Council under fire for £134m art collection
- Published
A council has come under fire after new figures revealed it owns £134m worth of art - yet almost 90% of the collection is not on display.
Campaigners have criticised the value of the collection, owned by Bristol City Council, which is believed to be the third highest for any local authority in the country.
Pressure group the TaxPayers' Alliance is urging the authority to sell some of the collection to help balance its books.
The council said Bristol museums' collection is a "vital part of the city's cultural and educational offer", adding that there are "ethical principles and standards of practice" it must follow.
The council owns nearly 38,000 works of art, including five by Bristol street artist Banksy, with each worth an average of more than £3,500.
But only 4,245 pieces - 11.2% - are on public display, said the Local Democracy Reporting Service.
In February, councillors approved City Hall's annual budget which contained £39.3m of cuts over the next five years, including £24m for 2024/25, after finance officers warned that the authority faces a peak funding shortfall of £32.2m in the period up to 2028/9.
The number of art items and proportion on public display was revealed in a response to the TaxPayers' Alliances' Freedom Of Information request, which it sent to all 397 councils and resulted in a report by the organisation in May called 'Wasting Monet?'.
Bristol City Council withheld the total value of the collection but this is included in its own annual draft accounts, published earlier this month.
This meant it was not included in a table in the report naming the UK's top 10 local authorities who own the most expensive amount of artwork.

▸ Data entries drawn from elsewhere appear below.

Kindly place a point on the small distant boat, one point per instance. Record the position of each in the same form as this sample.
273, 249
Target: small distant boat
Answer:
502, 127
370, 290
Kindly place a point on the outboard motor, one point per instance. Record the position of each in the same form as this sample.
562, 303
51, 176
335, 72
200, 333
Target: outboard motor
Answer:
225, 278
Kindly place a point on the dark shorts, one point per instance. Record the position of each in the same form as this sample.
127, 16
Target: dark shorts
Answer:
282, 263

If it had, the city council would have been third, behind Manchester's £384m and Southampton with £190m - but ahead of fourth-placed Leeds which has a £110m art collection.

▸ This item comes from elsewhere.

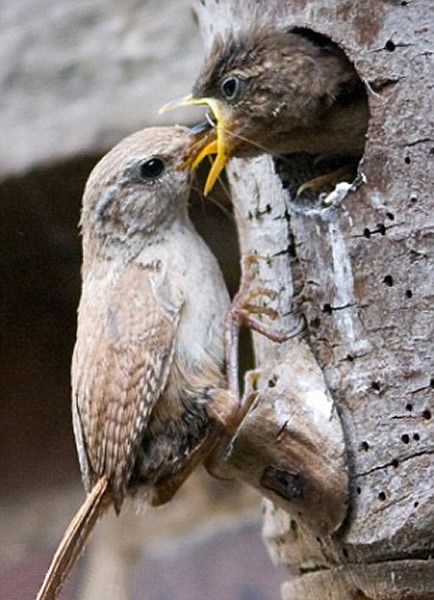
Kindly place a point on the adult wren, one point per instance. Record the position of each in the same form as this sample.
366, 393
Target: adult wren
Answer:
150, 396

'Record-busting tax hikes'
The average local authority collection's is worth £8.7m, of which only 28% is on public display, with Bristol's collection valued far higher and its proportion on show much lower.
The Taxpayers' Alliance said that despite being in nearly £100bn of combined debt, UK councils had built up art collections worth almost £1.5bn.
Report author Jonathan Eida said: “These findings won’t paint a pretty picture for hard-pressed taxpayers who have been hammered year after year by record-busting council tax hikes."
Bristol's collection of 37,983 works of art is nearly 15 times bigger than the National Gallery's and six times that for the average council.
A Bristol City Council spokesperson said: “Bristol museums’ collection is a vital part of the city’s cultural and educational offer, with a value that extends beyond an insurers’ estimate.
“Although some may call for cultural assets to be sold off, there are ethical principles and standards of practice that museums are expected to uphold and promote, which include how collections are treated and the sale of items for financial purposes."